# BIG blue coming into ECBC!



## Chris V (Oct 18, 2007)

In case anyone wants to watch, Cotton Patch is coming in with a 134" X 77" Blue. Johnny and crew showing it doesn't matter how old the boat, a good crew can get it done!


----------



## countryjwh (Nov 20, 2007)

Full grown!


----------



## cody&ryand (Oct 3, 2007)

Stud fish for sure


----------



## BlueWaterWarrior (May 28, 2015)

That fish is gonna push a Grand if the anal girth is decent.


----------



## Chris V (Oct 18, 2007)

BlueWaterWarrior said:


> That fish is gonna push a Grand if the anal girth is decent.


She's 21" at the base of the tail and very deep throughout. I'm going to guess 940lbs minimum, but good possibility of seeing 4 digits. Johnny is no stranger to big fish and taking proper care once they are on deck, so I'm sure weight has been preserved well.


----------



## OWS (Jul 10, 2014)




----------



## jmunoz (Jan 11, 2012)

Anyone got an eta?

Sent from my SM-N900P using Tapatalk


----------



## Chris V (Oct 18, 2007)

Scale opens at 4. The boat is already there I believe.


----------



## sniperpeeps (Mar 5, 2011)

They came past us around mid morning, said they needed more ice!

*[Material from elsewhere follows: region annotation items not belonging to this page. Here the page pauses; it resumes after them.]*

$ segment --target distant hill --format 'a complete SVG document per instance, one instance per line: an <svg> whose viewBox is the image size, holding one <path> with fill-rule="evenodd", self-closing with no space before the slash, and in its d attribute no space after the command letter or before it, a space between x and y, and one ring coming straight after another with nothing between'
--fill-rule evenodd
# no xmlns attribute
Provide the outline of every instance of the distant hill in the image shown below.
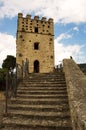
<svg viewBox="0 0 86 130"><path fill-rule="evenodd" d="M82 72L84 72L86 74L86 63L78 64L78 66L80 67L80 69L82 70Z"/></svg>

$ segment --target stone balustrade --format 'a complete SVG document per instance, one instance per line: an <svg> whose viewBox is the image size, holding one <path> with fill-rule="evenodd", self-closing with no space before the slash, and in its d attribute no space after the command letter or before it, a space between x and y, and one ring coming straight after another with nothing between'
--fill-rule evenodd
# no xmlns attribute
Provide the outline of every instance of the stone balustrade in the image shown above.
<svg viewBox="0 0 86 130"><path fill-rule="evenodd" d="M86 130L86 76L73 59L63 60L73 130Z"/></svg>

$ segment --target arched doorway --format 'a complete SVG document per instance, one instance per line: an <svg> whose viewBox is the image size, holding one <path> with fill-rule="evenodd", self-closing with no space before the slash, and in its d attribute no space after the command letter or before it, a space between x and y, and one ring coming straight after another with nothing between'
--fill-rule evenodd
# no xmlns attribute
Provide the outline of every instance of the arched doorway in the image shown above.
<svg viewBox="0 0 86 130"><path fill-rule="evenodd" d="M34 73L39 73L39 61L34 61Z"/></svg>

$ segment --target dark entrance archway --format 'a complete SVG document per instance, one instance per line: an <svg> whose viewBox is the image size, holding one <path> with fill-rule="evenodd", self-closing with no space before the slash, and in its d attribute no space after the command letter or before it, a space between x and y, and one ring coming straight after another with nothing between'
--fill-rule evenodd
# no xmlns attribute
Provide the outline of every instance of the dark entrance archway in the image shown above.
<svg viewBox="0 0 86 130"><path fill-rule="evenodd" d="M34 61L34 73L39 73L39 61Z"/></svg>

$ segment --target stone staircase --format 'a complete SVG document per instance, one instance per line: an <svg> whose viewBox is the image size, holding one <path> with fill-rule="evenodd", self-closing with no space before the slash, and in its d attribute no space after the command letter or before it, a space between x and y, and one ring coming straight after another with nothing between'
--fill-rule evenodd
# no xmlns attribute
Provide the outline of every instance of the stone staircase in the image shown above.
<svg viewBox="0 0 86 130"><path fill-rule="evenodd" d="M63 72L29 74L9 103L3 130L72 130Z"/></svg>

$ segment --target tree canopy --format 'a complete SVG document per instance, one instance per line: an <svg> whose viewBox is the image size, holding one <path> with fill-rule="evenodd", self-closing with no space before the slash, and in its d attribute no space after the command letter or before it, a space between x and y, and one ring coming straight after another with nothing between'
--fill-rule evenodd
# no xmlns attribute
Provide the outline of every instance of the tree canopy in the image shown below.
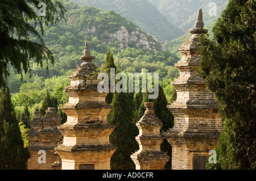
<svg viewBox="0 0 256 181"><path fill-rule="evenodd" d="M44 15L38 13L39 3L47 7ZM65 10L59 1L2 0L0 2L0 87L10 75L10 64L18 73L30 69L30 60L43 66L54 62L51 50L45 45L42 36L43 24L48 25L64 18ZM36 37L31 40L31 36Z"/></svg>
<svg viewBox="0 0 256 181"><path fill-rule="evenodd" d="M224 121L217 164L209 168L256 168L255 16L255 1L229 1L213 40L200 37L199 73L220 103Z"/></svg>

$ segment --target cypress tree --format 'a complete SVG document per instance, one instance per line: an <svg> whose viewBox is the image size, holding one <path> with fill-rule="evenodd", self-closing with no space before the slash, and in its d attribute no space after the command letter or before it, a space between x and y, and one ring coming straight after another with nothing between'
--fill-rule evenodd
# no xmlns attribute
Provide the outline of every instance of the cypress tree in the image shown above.
<svg viewBox="0 0 256 181"><path fill-rule="evenodd" d="M9 89L0 92L0 169L26 169L30 153L24 142Z"/></svg>
<svg viewBox="0 0 256 181"><path fill-rule="evenodd" d="M19 121L22 122L25 125L25 128L30 129L30 113L28 111L28 107L26 106L24 111L20 113Z"/></svg>
<svg viewBox="0 0 256 181"><path fill-rule="evenodd" d="M41 2L46 7L43 15L39 8ZM41 66L46 60L47 70L48 61L53 63L53 55L43 39L44 26L64 18L65 10L61 1L52 0L1 0L0 10L0 42L3 43L0 48L1 87L10 75L9 64L22 74L29 72L30 60Z"/></svg>
<svg viewBox="0 0 256 181"><path fill-rule="evenodd" d="M214 39L200 37L199 73L220 104L224 130L211 169L256 169L256 3L230 0Z"/></svg>
<svg viewBox="0 0 256 181"><path fill-rule="evenodd" d="M48 90L46 90L46 95L44 97L44 99L43 100L42 106L40 108L40 116L43 117L46 112L46 111L48 110L49 107L55 107L56 111L58 111L58 101L57 99L53 96L51 96Z"/></svg>
<svg viewBox="0 0 256 181"><path fill-rule="evenodd" d="M130 93L114 94L111 104L113 109L108 115L108 121L116 126L110 136L110 141L118 149L111 158L112 169L135 169L130 155L138 149L135 140L138 130L134 121L133 99Z"/></svg>
<svg viewBox="0 0 256 181"><path fill-rule="evenodd" d="M110 69L114 68L115 72L117 72L117 66L115 66L114 62L114 57L113 53L110 52L109 49L108 50L107 53L106 53L106 61L105 64L104 65L104 71L106 72L108 75L109 75L109 86L110 87ZM112 99L113 97L114 94L113 92L109 92L109 94L106 96L106 102L110 104L112 102Z"/></svg>

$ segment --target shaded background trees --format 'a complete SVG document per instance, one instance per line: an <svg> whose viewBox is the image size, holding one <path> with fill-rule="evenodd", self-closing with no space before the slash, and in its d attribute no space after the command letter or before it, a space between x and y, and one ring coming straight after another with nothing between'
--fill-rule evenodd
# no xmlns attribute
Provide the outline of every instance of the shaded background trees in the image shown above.
<svg viewBox="0 0 256 181"><path fill-rule="evenodd" d="M255 1L232 0L213 31L200 37L200 74L220 103L224 131L217 163L209 169L256 168Z"/></svg>

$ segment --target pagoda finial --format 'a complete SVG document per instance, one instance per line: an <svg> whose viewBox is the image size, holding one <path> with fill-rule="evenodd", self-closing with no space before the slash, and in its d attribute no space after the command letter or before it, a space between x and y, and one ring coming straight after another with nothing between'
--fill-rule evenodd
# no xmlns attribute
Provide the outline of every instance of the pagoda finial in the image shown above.
<svg viewBox="0 0 256 181"><path fill-rule="evenodd" d="M195 28L203 29L204 28L204 22L203 21L203 11L199 9L197 11L196 21L195 22Z"/></svg>
<svg viewBox="0 0 256 181"><path fill-rule="evenodd" d="M201 9L199 9L197 11L196 20L195 22L195 28L190 29L191 34L197 34L193 37L199 37L199 34L207 33L208 31L204 29L204 22L203 21L203 11Z"/></svg>
<svg viewBox="0 0 256 181"><path fill-rule="evenodd" d="M155 112L153 110L153 102L145 102L144 103L144 106L146 107L146 115L154 115L155 113Z"/></svg>
<svg viewBox="0 0 256 181"><path fill-rule="evenodd" d="M80 57L80 59L84 62L92 62L92 61L94 59L94 56L90 56L90 51L89 49L88 44L87 41L85 41L84 45L84 56Z"/></svg>
<svg viewBox="0 0 256 181"><path fill-rule="evenodd" d="M84 47L84 56L89 56L90 55L90 52L89 49L88 44L87 44L87 41L85 41L85 44Z"/></svg>

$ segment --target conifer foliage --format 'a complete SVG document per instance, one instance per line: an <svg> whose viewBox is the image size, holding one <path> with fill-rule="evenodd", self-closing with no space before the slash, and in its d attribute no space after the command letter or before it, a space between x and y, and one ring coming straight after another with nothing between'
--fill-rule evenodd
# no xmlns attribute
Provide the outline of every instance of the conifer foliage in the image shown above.
<svg viewBox="0 0 256 181"><path fill-rule="evenodd" d="M29 158L9 89L4 87L0 92L0 169L26 169Z"/></svg>
<svg viewBox="0 0 256 181"><path fill-rule="evenodd" d="M43 10L39 12L42 3L45 12ZM42 38L43 24L56 23L59 18L64 18L64 13L59 1L0 1L0 87L5 84L5 78L10 75L9 63L21 74L30 69L30 59L35 60L41 66L44 60L47 65L48 61L53 63L53 56ZM32 40L32 36L38 41Z"/></svg>
<svg viewBox="0 0 256 181"><path fill-rule="evenodd" d="M199 73L220 103L224 131L216 164L208 169L256 169L256 3L229 1L214 26L200 37Z"/></svg>
<svg viewBox="0 0 256 181"><path fill-rule="evenodd" d="M133 100L132 94L117 92L114 94L111 104L113 109L108 115L108 121L116 126L110 136L110 141L118 149L111 158L112 169L135 169L130 155L138 149L135 140L138 130L133 119Z"/></svg>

Sent from my iPhone using Tapatalk


----------



## Bodupp (Oct 3, 2007)

I think Tommy Browning, who caught the first grander in the Gulf, had to weigh his on a flatbed trailer at a scrapyard. Anyone know if that's accurate? (The story - not the scales)


----------



## sniperpeeps (Mar 5, 2011)

899.6


Sent from my iPhone using Tapatalk


----------



## Downtime2 (Sep 27, 2007)

Damn....


----------



## Jason (Oct 2, 2007)

Dang beautiful fishie!!!


----------



## DAWGONIT (Jan 16, 2009)

lifetime memory for sure.
thanks for the update!


----------



## cody&ryand (Oct 3, 2007)

I believe that should hold for 1st place but you never no.... Heck of a fish


----------



## Fielro (Jun 4, 2012)

Nice fish..


----------



## FishFighter92 (Jul 10, 2012)

The tuna category is absolutely insane over here. I think 4 fish over 150.


----------